Après un premier long métrage, Terre battue, sélectionné à la Mostra de Venise en 2014, Stéphane Demoustier revient dans une forme courte (à peine une heure). Dans les jardins de la Villette, Cléo (3 ans et demi) joue avec son frère jumeau Paul, s’éloigne et se perd. Le film va ainsi capter l’errance de ces enfants livrés à eux-mêmes dans le parc, avec une caméra à leur hauteur, dans un ton à la fois réaliste, fantaisiste et onirique. Le réalisme presque documentaire émerge de l’unique lieu, le parc de la Villette, filmé comme un troisième personnage, peuplé de ses véritables habitants. Par ailleurs, les deux jumeaux jouent leur propre rôle, Cléo et Paul. Leur père est le réalisateur.
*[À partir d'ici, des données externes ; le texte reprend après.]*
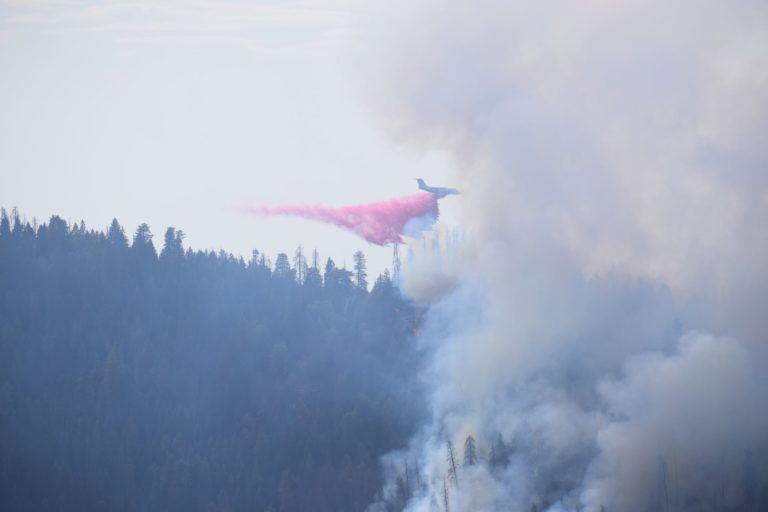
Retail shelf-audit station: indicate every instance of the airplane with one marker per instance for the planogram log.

La fantaisie apparaît par un jeu amusant sur les échelles, ces petites personnes se confrontent à un canal, des fontaines, un parc, un terrain de jeu trop grand pour eux. La cocasserie survient aussi avec l’insolence de Cléo, dérangeant les autres enfants, et lorsque Paul engage la discussion avec des militaires du plan Vigipirate. Les personnes qu’ils croisent n’existent que par leurs jambes, ou par leurs costumes de fonction. Le monde filmé se déréalise alors, l’itinéraire de ces enfants vagabonds se mue en cauchemar (ou en rêve, car rien ne semble leur faire peur). L’agitation est plus du côté des joueurs de Pokémon qu’on aperçoit rivés à leur téléphone, adultes infantilisés face aux enfants à la découverte de tout ce qui les entoure.

Allons Enfants de Stéphane Demoustier. Copyright Norte Distribution.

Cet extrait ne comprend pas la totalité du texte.